My 30-hour train journey: New York to Minneapolis

As some of you may know, a hurricane is due to hit the Eastern Seaboard of the U.S. sometime this morning. I’m giving a speech Tuesday evening at 7:00 pm in Minneapolis, Minnesota so Friday night, Jose suggested I jump on a train to make sure I actually got there in time, as all of New York’s public transit was being shut down, and flights were sure to be canceled.  By Sunday evening — as I was almost at my destination on Amtrak — the wait time to speak to a customer service rep for Delta airlines was between seven and ten hours…

I bought a $227 one-way ticket (with nowhere to sleep but sitting up in my chair) and hoped for the best.

So, here I am, writing this from my Minneapolis hotel room, and here’s my story…

I left from Croton-Harmon, the Amtrak station about 15 minutes drive north of our home, to get to Albany, a two-hour journey, where I changed trains for the 15 hour trip to Chicago. I initially boarded the Ethan Allen Express, named for a Vermont hero.

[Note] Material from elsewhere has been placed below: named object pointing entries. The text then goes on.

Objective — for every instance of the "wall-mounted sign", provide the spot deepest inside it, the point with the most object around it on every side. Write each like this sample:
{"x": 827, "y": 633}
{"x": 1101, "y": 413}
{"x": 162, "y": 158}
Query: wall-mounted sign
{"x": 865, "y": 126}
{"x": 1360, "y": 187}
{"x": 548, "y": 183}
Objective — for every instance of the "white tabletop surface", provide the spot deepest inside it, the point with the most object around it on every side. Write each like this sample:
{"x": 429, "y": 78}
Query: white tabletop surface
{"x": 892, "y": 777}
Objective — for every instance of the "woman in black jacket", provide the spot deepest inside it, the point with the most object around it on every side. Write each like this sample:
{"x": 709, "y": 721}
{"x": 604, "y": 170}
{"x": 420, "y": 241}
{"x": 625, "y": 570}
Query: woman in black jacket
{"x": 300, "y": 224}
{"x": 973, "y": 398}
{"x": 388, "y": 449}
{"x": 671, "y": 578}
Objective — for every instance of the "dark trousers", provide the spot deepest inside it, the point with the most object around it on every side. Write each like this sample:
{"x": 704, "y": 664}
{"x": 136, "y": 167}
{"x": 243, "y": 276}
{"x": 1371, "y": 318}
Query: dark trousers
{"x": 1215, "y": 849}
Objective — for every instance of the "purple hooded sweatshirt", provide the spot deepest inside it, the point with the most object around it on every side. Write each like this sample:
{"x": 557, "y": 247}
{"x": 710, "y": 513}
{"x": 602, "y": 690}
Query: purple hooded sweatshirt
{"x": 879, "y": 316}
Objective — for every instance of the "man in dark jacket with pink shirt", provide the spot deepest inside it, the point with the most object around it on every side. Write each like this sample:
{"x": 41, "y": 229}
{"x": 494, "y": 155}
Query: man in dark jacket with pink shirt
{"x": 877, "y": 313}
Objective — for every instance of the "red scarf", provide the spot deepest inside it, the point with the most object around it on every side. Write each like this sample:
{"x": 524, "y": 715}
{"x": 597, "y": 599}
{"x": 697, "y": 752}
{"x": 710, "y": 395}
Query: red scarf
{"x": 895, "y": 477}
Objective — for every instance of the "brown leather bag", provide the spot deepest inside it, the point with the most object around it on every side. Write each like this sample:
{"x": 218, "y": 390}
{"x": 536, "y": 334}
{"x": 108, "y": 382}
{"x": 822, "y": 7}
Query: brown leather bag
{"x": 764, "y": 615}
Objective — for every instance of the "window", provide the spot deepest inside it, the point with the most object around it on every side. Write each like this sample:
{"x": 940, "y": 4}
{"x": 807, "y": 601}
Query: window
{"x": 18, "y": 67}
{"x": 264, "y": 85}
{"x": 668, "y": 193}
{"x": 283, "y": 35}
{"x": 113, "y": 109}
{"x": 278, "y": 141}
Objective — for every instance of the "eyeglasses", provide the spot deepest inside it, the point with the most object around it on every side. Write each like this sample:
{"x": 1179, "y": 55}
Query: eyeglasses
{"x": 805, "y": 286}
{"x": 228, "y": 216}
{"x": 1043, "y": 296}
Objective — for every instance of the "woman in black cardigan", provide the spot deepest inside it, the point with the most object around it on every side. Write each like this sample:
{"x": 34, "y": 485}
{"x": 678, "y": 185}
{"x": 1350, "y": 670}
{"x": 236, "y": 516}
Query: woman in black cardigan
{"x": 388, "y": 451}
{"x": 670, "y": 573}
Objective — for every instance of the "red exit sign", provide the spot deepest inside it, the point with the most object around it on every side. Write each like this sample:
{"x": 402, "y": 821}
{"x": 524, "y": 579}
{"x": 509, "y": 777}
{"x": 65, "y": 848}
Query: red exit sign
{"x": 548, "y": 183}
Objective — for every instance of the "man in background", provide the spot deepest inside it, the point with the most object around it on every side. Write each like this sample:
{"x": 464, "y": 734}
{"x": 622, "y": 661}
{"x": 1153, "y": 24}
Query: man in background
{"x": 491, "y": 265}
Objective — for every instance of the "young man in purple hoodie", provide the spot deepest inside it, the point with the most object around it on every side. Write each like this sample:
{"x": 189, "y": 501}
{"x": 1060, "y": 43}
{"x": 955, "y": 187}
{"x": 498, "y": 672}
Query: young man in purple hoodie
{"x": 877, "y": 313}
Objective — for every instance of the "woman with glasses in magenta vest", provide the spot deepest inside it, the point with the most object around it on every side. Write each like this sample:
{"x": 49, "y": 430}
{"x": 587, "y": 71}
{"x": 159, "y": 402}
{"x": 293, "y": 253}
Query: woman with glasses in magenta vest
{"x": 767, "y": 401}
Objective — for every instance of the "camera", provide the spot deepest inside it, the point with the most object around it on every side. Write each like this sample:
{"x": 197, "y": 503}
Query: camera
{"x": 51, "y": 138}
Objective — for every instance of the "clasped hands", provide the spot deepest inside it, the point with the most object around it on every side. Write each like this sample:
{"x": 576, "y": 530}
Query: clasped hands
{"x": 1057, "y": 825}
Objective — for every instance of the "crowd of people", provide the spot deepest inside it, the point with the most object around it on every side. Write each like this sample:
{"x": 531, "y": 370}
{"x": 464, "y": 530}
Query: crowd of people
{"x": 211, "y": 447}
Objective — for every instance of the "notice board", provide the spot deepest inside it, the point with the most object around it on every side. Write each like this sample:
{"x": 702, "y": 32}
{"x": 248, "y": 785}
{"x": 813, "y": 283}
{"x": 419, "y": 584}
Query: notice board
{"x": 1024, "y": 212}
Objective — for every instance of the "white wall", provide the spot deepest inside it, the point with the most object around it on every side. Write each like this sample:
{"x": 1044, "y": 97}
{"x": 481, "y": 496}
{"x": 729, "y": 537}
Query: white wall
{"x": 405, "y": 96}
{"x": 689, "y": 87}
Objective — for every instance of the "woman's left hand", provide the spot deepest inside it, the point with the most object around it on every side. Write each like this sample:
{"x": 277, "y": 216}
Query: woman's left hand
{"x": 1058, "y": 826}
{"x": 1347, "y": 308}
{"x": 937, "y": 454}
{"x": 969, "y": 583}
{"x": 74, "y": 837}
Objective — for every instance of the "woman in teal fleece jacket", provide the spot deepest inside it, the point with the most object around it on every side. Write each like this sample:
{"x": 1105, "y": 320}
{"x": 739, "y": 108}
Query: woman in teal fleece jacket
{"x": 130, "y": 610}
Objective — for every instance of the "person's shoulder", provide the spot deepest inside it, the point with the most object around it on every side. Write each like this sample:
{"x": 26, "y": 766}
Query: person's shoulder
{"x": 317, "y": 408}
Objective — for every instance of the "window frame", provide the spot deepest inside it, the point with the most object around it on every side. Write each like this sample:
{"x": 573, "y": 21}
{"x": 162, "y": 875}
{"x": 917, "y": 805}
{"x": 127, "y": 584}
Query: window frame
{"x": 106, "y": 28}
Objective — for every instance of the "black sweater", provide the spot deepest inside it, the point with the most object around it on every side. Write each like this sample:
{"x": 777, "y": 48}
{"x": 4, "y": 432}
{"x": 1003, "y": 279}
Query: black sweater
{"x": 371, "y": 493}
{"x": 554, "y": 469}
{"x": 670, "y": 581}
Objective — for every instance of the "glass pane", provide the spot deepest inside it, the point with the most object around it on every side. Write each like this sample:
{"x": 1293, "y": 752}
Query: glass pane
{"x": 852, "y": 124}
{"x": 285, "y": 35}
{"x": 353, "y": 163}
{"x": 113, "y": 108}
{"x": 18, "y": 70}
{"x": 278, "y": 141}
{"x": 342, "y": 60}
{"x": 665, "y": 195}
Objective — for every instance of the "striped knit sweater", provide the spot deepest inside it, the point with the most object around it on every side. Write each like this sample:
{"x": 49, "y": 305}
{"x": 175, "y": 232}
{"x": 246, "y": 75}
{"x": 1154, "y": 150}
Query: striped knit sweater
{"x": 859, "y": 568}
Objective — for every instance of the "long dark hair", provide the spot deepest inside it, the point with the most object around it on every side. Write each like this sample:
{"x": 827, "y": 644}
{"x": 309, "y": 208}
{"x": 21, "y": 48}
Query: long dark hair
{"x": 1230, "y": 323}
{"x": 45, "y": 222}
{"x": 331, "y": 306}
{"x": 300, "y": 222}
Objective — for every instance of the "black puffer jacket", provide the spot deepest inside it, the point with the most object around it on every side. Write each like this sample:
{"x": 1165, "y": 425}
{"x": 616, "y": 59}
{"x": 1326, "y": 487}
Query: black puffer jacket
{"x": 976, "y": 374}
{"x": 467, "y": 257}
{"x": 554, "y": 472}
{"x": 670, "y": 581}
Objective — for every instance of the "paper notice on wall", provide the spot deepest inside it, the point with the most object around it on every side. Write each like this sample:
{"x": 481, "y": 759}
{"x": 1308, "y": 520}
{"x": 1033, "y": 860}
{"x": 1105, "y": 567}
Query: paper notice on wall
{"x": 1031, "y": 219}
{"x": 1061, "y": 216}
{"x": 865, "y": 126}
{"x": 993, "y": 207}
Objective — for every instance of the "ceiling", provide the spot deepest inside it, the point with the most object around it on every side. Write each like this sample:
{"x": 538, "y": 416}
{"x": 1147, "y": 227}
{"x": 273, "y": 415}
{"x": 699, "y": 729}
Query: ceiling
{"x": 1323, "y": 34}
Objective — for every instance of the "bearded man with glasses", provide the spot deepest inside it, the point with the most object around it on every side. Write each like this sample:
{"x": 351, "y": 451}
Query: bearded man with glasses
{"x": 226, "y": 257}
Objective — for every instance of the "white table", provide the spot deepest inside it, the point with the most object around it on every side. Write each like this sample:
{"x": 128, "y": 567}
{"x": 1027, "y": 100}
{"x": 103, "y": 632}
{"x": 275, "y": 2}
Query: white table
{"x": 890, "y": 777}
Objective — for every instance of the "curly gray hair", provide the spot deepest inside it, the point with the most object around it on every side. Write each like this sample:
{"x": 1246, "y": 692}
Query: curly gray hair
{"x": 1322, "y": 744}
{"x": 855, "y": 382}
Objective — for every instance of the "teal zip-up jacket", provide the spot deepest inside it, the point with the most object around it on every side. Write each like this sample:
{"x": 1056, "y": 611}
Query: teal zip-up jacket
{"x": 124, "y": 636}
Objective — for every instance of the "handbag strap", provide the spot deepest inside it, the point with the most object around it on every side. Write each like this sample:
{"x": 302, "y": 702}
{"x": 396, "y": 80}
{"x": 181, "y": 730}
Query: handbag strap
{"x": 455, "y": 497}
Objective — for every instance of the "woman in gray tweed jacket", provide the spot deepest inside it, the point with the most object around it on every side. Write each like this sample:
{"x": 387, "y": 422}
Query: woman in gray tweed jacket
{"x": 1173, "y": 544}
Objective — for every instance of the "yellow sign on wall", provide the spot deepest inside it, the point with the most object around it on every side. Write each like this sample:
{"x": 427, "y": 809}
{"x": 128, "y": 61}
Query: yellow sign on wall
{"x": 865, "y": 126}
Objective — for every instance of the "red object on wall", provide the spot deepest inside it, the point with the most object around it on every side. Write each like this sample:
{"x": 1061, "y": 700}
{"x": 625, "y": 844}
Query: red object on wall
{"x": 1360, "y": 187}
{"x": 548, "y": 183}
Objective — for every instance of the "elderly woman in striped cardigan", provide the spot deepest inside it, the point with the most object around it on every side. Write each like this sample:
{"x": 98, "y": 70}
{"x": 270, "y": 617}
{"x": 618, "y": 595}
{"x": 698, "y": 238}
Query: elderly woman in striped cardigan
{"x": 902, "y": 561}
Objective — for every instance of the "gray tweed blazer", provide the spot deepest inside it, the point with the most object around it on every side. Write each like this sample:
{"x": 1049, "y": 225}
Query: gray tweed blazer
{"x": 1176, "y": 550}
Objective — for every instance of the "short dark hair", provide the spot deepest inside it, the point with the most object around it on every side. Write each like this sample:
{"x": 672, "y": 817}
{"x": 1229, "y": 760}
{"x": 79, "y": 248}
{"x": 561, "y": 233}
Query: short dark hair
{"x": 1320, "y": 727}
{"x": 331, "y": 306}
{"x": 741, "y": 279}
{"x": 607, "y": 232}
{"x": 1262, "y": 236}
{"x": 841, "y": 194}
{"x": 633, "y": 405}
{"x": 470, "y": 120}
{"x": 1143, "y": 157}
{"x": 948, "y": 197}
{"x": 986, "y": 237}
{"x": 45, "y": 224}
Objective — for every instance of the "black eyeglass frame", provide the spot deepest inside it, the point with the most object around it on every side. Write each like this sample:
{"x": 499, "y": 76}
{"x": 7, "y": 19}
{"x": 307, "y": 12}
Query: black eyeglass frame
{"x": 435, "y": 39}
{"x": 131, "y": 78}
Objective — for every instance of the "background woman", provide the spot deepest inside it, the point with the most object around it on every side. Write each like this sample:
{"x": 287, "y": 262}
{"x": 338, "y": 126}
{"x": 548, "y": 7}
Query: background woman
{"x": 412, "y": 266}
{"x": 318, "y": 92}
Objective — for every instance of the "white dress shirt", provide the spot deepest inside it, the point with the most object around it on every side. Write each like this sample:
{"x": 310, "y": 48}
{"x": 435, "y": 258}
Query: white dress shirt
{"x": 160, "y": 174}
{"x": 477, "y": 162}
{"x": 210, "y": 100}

The Hudson Valley, where I begin this trip, is one of the prettiest places in the United States, its trees now a blast of red, yellow, orange, brown and crimson — all likely to disappear after the hurricane blows through this week. The train tracks hug the eastern shore of the Hudson River, speeding (a relative word — crawling, compared to a TGV) past 18th. century towns and landmarks like West Point, the military academy. We passed Our Lady of Restoration Chapel, built in 1840 facing the river, where I was married (the first time) in May 1992.

The car is filled with students. A young girl is busy rolling cigarettes on her notebook, carefully adding filters. The girl behind her is knitting a gray scarf. Two young men behind me discuss their friends.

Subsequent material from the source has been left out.